There seem to be a few elements of confusion here. I'll try to answer clearly, but would definitely appreciate input from others.
1. What is cross-validation for?
Cross-validation is generally used as a mechanism for figuring out which of several models might be a better fit for data based on a training set before choosing a model to apply to the test set. This is commonly done when tuning hyperparameters (such as penalty factors in regularized regressions), and in other scenarios as well.
In such a case you would want to use the same folds for cross-validating each model, because you want to identify differences in performance attributable to the models themselves, and not due to effects of randomly partitioning observations into different folds. Importantly, cross-validation is part of the model training process, not final model evaluation.
Cross-validation is not for finding the "best" performing model overall. Model performance is based on application to a held-out test set of observations. The idea is that the model performance will often be artificially high in the training data due to idiosyncrasies among the training data set which are not present in observations overall, and application to the test data suggests how the model might generalize to totally novel observations.
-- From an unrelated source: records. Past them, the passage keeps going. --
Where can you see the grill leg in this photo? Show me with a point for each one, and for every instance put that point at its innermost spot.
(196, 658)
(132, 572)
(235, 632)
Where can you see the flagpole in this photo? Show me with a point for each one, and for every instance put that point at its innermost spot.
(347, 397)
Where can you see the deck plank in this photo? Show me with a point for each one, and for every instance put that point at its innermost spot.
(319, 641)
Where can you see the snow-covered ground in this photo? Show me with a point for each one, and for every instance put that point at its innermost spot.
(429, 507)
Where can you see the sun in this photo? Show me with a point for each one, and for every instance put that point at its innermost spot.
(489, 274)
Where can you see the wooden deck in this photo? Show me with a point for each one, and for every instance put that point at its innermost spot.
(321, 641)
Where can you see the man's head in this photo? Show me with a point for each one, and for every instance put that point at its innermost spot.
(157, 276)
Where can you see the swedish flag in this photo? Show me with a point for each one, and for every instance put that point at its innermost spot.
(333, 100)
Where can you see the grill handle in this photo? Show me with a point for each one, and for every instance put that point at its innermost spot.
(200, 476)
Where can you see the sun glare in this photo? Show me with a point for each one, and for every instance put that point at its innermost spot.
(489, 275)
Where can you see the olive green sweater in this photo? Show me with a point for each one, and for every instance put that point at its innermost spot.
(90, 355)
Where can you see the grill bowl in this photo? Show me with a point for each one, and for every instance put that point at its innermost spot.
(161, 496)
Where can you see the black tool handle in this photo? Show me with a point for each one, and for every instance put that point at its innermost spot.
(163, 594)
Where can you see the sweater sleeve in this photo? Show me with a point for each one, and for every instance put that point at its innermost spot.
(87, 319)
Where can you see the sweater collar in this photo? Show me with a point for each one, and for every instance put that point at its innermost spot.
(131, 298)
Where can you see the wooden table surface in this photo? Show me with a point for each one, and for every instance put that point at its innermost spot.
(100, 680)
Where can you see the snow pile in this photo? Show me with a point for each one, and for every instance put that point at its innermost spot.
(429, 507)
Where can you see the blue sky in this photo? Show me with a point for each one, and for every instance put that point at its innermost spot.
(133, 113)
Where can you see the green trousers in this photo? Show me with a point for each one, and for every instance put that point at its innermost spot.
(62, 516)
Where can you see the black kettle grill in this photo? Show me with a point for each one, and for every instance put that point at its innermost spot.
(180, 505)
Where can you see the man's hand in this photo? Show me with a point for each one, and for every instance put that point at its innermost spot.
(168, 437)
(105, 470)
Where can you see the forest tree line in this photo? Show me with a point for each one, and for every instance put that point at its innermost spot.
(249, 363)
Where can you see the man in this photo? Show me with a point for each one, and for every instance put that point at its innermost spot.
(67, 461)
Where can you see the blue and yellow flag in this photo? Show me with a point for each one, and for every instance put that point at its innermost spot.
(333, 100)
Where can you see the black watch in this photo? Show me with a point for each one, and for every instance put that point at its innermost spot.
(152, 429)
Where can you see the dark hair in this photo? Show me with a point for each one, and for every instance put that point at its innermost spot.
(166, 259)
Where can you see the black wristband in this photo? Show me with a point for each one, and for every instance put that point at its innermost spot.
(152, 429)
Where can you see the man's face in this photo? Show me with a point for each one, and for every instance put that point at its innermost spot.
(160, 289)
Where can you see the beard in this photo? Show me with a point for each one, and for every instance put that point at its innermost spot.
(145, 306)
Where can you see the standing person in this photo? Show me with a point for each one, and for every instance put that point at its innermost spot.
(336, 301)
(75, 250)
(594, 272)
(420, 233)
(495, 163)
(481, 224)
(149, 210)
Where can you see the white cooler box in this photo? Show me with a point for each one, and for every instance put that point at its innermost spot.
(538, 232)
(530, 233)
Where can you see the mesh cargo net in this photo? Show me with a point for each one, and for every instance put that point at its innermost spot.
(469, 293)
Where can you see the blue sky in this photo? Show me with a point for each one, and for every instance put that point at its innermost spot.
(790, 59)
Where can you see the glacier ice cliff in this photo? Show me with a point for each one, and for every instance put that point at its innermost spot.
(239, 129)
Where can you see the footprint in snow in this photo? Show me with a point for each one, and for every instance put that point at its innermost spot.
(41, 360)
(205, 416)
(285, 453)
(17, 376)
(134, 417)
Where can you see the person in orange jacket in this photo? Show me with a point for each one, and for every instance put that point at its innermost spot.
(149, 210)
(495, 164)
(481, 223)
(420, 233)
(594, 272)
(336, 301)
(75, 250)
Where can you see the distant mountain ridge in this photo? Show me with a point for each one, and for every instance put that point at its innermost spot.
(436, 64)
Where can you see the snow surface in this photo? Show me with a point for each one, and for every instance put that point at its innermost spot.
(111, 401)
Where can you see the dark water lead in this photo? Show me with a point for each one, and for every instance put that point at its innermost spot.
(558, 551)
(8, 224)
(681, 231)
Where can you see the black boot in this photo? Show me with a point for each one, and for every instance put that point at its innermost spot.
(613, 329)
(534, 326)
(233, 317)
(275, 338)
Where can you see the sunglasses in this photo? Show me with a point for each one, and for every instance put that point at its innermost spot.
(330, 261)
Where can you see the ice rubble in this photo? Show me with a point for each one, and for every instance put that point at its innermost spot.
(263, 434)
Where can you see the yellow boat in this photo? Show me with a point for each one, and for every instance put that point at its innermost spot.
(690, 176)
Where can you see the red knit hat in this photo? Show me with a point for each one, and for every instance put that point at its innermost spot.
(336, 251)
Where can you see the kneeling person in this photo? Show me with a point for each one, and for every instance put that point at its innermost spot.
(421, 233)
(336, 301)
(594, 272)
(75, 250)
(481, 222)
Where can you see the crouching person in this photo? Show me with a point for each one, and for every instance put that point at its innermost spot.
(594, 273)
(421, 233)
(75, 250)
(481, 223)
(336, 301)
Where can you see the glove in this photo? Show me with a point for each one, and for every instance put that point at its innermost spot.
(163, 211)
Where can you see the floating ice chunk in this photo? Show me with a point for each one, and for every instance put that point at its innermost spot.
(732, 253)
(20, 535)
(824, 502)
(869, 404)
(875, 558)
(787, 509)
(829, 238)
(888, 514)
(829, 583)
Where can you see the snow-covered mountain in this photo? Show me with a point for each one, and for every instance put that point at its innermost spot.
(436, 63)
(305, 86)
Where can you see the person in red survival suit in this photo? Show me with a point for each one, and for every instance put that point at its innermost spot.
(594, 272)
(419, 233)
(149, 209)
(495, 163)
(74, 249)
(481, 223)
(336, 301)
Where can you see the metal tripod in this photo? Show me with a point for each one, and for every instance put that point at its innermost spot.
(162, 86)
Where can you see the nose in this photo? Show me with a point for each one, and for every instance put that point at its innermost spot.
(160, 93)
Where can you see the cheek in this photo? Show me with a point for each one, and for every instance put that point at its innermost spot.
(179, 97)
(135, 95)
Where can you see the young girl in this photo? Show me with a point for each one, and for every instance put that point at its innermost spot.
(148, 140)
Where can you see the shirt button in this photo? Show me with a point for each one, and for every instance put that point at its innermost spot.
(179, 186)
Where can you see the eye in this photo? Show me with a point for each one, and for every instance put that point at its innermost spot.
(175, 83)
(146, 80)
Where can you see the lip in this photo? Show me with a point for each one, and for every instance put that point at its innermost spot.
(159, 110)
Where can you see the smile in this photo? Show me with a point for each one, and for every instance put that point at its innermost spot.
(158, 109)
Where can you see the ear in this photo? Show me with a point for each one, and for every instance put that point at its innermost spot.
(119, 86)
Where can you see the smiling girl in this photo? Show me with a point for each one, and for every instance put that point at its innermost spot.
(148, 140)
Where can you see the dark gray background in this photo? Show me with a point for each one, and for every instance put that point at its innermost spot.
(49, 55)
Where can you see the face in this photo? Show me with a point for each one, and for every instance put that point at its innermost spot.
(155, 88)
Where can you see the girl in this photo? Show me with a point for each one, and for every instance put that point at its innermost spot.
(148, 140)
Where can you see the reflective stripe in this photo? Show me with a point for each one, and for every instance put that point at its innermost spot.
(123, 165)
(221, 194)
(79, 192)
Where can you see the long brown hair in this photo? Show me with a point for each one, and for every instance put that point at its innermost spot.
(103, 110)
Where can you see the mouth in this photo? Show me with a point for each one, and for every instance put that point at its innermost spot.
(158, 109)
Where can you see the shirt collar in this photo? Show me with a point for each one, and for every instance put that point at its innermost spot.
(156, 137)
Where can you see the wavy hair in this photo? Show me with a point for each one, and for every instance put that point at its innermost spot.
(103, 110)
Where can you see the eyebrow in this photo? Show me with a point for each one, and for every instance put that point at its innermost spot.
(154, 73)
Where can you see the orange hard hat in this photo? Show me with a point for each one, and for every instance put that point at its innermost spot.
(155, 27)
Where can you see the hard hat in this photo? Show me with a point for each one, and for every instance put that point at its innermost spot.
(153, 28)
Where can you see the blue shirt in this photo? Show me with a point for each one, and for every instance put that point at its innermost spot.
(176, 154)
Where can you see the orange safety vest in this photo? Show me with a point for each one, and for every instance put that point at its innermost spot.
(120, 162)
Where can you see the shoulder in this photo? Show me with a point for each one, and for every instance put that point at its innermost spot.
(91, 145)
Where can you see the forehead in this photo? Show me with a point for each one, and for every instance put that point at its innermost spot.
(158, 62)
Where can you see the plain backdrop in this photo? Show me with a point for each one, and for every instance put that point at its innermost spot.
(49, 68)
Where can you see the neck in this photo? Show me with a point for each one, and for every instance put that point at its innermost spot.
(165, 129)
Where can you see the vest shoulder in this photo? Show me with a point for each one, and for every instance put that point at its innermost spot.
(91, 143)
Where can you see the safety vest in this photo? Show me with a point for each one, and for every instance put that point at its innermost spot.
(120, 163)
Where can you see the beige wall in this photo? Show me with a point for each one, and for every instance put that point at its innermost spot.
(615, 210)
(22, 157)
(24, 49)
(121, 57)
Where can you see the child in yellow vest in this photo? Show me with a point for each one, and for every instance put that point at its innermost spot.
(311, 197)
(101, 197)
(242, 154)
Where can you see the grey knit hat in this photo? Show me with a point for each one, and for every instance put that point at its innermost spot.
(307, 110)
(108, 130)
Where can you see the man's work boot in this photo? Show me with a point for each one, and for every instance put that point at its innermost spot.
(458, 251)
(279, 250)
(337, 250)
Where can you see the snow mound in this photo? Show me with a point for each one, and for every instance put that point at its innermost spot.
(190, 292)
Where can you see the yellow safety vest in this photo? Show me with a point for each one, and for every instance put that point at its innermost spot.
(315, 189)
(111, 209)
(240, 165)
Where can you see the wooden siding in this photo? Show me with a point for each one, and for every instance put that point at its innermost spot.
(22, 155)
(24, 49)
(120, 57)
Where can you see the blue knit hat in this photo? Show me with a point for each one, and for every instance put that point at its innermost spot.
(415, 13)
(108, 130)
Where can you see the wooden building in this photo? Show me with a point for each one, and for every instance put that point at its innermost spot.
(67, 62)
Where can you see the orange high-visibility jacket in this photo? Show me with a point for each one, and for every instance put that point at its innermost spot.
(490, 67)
Even if cross-validation results are discussed in a study, they are not the appropriate value to compare a model prepared independently and trained on different data.
2. During cross-validation, how would one assess which putative model is "better"?
This question can be a bit controversial, namely in that accuracy (such as of classification) is not a very strong method of identifying the best model during cross-validation. It will work with varying degrees of quality depending on what you're modelling. But better measures are varieties of loss functions, which could be mean squared error, binomial deviance, or many others (it's very situation dependent).
How you would compare the output of those loss functions is usually fairly straightforward-- you want minimum error, minimum deviance, etc. Performing a paired t-test isn't really appropriate. Such a test would tell you something about the distributions underlying your variables for data points that are connected in time (like measures of some variable before and after a treatment is applied) in the context of a specific null hypothesis and alternative hypothesis set. That sort of paired relationship doesn't apply to observations subjected to different models one-at-a-time, and in a mutually exclusive way.
3. What should be done instead?
As outlined above, model performance is assessed on novel data rather than training data. In model development that will be the test set, but it can just as well be application of the model to totally new data. If the models to be compared are similar in complexity, a proper loss function is still ideal. But in many situations classification accuracy is necessary (if that's what your boss is asking for, that may be what you have to provide).
In that case simpler counts of correct classification (9 out of 15 were correctly classified) are appropriate. Better still are measures of model sensitivity and specificity (the model's ability to identify true positives and true negatives, respectively, as in binomial classification) and positive/negative predictive value (how reliable any given classification suggested by the model is) can be very effective.
tl;dr: Cross-validation is the wrong stage to be comparing an already-trained model to a different model that is being trained, and t-tests are not informative in comparing cross-validations. Loss functions or classification accuracy are more appropriate (to varying degrees in varying situations) and should be based on data not used in training.